Deriving was more C#/C++ parlance. If we wanted to be speak in WinRT terms, IBindableIterable should require IIterable<IInspectable>. In the end, this gets projected in both languages as deriving from IIterable<IInspectable> (or IEnumerable<object> in C#).

DarranRowe commented 1 year ago

Right, if you mean require then fine.

I mentioned this because when we use the word derive, we tend to imply inherit. The act of inheritance is valid in the domain of interface definitions, hence the documentation explicitly using the word derive. Even in IDL, an interface inherits/derives from a base interface.
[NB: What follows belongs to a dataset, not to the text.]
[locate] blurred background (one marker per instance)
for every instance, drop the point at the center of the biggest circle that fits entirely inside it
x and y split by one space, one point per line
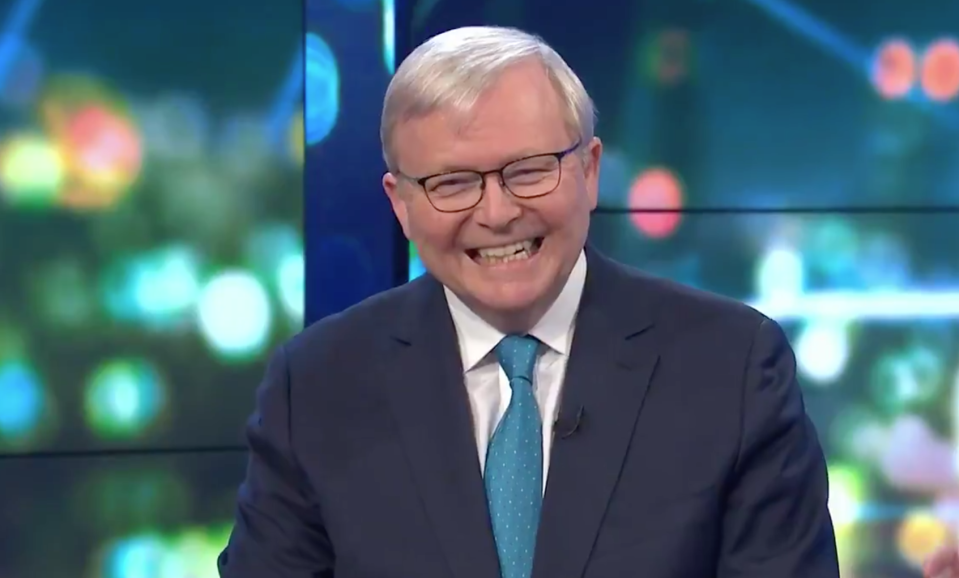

What's more, in the world of COM, where WinRT has its roots, interfaces could inherit from interfaces other than IUnknown (which is the base COM interface).

The use of the term derive was not that clear to me, and to my mind it implied interface inheritance and not requiring another interface.

Scottj1s commented 1 year ago

@sylveon Not sure I see the utility here, other than as a convenience for you to avoid a QI? IBindable* are meant solely for XAML binding purposes, where parametric WinRT interfaces aren't supported. So from XAML's perspective, there would be no value in a requires relationship. C#/WinRT maintains compat with the C# compiler support for UWP, which also kept these interfaces hidden from client code, by projecting to IEnumerable. If you're really just looking for begin()/end() support in C++/WinRT, maybe open a feature request there?

sylveon commented 1 year ago

This issue was specifically opened because C++/WinRT does not want to special case third party libraries (of which WinUI 3 is one): https://github.com/microsoft/CsWinRT/pull/1256#issuecomment-1306372403. C++/WinRT supports iteration through W.F.C.IIterable<T> and W.F.C.IIterator<T> only.

This issue was found in cswinrt test code, where they were iterating through IBindableVectorView in code. This worked fine before because C++/WinRT's begin() and end() functions did not impose a type check (they do now) and called into fast_iterator, which took advantage of GetAt() via duck typing. Iterating through IBindableIterable was always broken however (C++/WinRT does not add the required operator++ on IBindableIterator for iteration).

Without a requires, we can't be sure that a QI from IBindableIterable to IIterable<IInspectable> would work. If a requires is added, C++/WinRT becomes aware of it and automatically lights up all collection support (range-for loop, begin() and end() functions, C++20 ranges, etc.).

sylveon commented 1 year ago

Similarly, IBindableVector and IBindableVectorView should probably implement IVector and IVectorView in case we stop duck-typing fast_iterator, otherwise it would lead to a perf degradation.